HORROR
Escándalo en la Patagonia: descubrieron un grupo de Telegram que vendía fotos íntimas de más de 200 mujeres
El grupo, integrado por unos 80 hombres, compartía material íntimo sin permiso.
Las víctimas exigen justicia y denuncian un vacío legal frente a los delitos de violencia digital. La Patagonia se ve sacudida por un grave caso de violencia digital que afectó a más de 200 mujeres. Un grupo de Telegram llamado “Putitas Viedma y Patagones”, compuesto por alrededor de 80 hombres, se dedicaba a difundir y comercializar imágenes íntimas de mujeres locales, muchas de ellas sin consentimiento.El caso reveló un circuito de violencia, extorsión y complicidad social, en el que los cuerpos de las víctimas fueron utilizados como mercancía. Detrás del intercambio de archivos, había un entramado organizado que evidenció la falta de límites en la exposición digital y la fragilidad de las herramientas judiciales para actuar frente a estos delitos.
“ERA PASEADOR DE PERROS, PERO USABA SU CBU PARA VENDER IMÁGENES”
La investigación judicial determinó que el grupo era administrado por Rodrigo Nicolás Mora, quien recibía transferencias a través de su cuenta bancaria como pago por el material difundido. Según relataron las víctimas, Mora utilizaba su CBU personal para comercializar las fotos, lo que permitió su identificación.
“Era un paseador de perros, pero usaba su CBU para vender imágenes. Así pudieron identificarlo algunas de las chicas”, contó Micaela Cabrera, integrante de la Colectiva de Mujeres (CODEMU) y una de las afectadas, en diálogo con VDM Noticias.El material íntimo circulaba mediante diversas modalidades: algunos usuarios compartían fotos que habían recibido de sus ex parejas, otros hackeaban teléfonos o chantajeaban para obtener más contenido. “Me escribieron desde otra cuenta, me vieron fotos de mi hermana y me pedían contenido a cambio. Lo bloqueé enseguida, pero después descubrimos que formaba parte del mismo entramado”, relató Cabrera.

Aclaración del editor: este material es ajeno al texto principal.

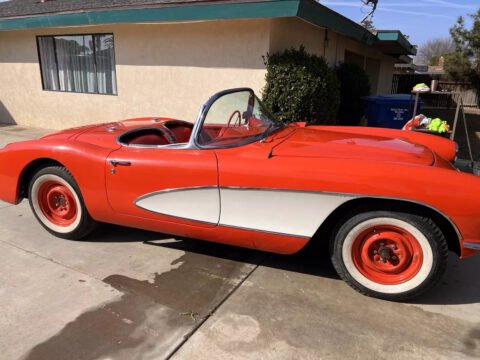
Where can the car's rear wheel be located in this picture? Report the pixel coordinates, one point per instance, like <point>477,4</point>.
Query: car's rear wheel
<point>58,205</point>
<point>389,255</point>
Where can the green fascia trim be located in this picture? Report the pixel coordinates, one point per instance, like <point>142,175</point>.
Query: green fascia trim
<point>279,8</point>
<point>310,11</point>
<point>399,38</point>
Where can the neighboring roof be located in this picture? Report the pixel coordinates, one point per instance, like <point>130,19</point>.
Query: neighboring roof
<point>394,43</point>
<point>23,14</point>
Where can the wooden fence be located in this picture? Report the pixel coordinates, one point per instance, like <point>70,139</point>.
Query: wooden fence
<point>404,83</point>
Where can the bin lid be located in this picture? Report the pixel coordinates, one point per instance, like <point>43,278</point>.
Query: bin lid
<point>383,99</point>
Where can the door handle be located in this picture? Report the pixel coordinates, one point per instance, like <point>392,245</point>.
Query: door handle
<point>120,163</point>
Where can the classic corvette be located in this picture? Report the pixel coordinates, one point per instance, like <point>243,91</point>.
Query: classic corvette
<point>389,203</point>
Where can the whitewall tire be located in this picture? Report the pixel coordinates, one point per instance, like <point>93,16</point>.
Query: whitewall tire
<point>389,255</point>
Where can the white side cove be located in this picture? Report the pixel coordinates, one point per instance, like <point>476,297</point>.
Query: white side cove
<point>279,211</point>
<point>287,212</point>
<point>197,204</point>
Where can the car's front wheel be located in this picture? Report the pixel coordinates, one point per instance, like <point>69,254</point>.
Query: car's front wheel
<point>389,255</point>
<point>58,205</point>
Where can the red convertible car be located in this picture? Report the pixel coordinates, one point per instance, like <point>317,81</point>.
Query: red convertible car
<point>389,203</point>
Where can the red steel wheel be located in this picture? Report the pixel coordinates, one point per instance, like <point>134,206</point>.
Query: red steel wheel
<point>387,254</point>
<point>392,255</point>
<point>57,203</point>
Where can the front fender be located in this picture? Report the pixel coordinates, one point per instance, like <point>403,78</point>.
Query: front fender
<point>85,162</point>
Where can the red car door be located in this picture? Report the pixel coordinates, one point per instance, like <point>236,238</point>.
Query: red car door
<point>164,184</point>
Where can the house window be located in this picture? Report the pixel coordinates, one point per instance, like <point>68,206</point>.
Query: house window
<point>78,63</point>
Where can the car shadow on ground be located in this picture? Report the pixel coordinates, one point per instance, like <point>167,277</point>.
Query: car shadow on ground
<point>460,285</point>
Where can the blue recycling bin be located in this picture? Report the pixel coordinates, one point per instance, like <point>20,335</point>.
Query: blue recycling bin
<point>389,111</point>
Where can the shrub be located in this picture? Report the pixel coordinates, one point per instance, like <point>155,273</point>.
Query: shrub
<point>354,84</point>
<point>301,87</point>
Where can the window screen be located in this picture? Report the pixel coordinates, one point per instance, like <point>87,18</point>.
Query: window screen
<point>78,63</point>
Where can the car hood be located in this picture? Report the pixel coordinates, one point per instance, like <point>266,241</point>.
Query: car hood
<point>307,142</point>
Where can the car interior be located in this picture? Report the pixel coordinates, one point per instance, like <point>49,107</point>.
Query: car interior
<point>168,132</point>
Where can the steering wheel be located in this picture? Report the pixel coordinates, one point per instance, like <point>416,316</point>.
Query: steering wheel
<point>169,134</point>
<point>236,112</point>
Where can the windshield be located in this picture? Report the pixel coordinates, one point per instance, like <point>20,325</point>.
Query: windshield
<point>235,118</point>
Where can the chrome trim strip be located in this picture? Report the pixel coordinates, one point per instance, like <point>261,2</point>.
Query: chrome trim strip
<point>473,246</point>
<point>173,190</point>
<point>264,231</point>
<point>305,191</point>
<point>354,195</point>
<point>177,217</point>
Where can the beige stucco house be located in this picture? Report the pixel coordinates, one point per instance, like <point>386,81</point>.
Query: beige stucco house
<point>66,63</point>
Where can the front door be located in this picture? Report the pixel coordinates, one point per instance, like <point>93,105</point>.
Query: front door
<point>164,184</point>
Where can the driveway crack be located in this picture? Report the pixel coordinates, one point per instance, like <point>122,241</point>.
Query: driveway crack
<point>214,310</point>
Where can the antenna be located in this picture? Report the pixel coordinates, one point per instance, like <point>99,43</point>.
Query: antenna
<point>373,4</point>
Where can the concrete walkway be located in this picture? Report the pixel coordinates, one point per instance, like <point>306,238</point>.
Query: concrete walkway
<point>131,294</point>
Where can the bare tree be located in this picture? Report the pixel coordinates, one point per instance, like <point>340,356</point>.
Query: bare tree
<point>434,47</point>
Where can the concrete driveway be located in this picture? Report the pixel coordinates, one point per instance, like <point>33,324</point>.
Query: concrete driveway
<point>131,294</point>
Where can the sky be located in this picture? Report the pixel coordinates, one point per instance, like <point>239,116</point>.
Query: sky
<point>422,20</point>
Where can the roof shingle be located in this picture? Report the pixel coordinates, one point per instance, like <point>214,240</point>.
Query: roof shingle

DE TELEGRAM A PÁGINAS PORNOGRÁFICAS: DENUNCIAS, MIEDO Y VACÍO JUDICIAL
La violencia no se limitaba a la aplicación de mensajería. En una investigación informal llevada a cabo por las víctimas, se detectó que las imágenes también se subían a plataformas pornográficas como Erome y Poringa, donde se publican sin control ni consentimiento.
En muchos casos, junto a las imágenes se difundían datos personales, como nombres, perfiles de redes sociales o lugares de trabajo, lo que provocó que la violencia trascendiera el plano virtual. “Muchas chicas se sienten amenazadas incluso en sus espacios laborales. La violencia no termina en lo digital”, alertó Cabrera.
Hasta el momento, se presentaron unas 15 denuncias formales, aunque se estima que el número real de víctimas supera las 200. Muchas mujeres no se animan a denunciar por miedo o desconfianza en la Justicia.“Hay un vacío enorme en el sistema judicial para abordar este tipo de delitos”, sostuvo Cabrera. Además, advirtió que la falta de formación de algunos funcionarios provoca que las denuncias sean encuadradas únicamente como “pornografía infantil”, dejando de lado otras dimensiones de la violencia, como la extorsión, el acoso y la vulneración de la intimidad.
La legisladora Maricel Cévoli expresó un enérgico repudio al caso y pidió que la Justicia actúe “de forma rápida y eficiente”. “El silencio perpetúa esta violencia estructural que atraviesa a las mujeres, no solo en lo digital, sino también en lo emocional y social”, afirmó.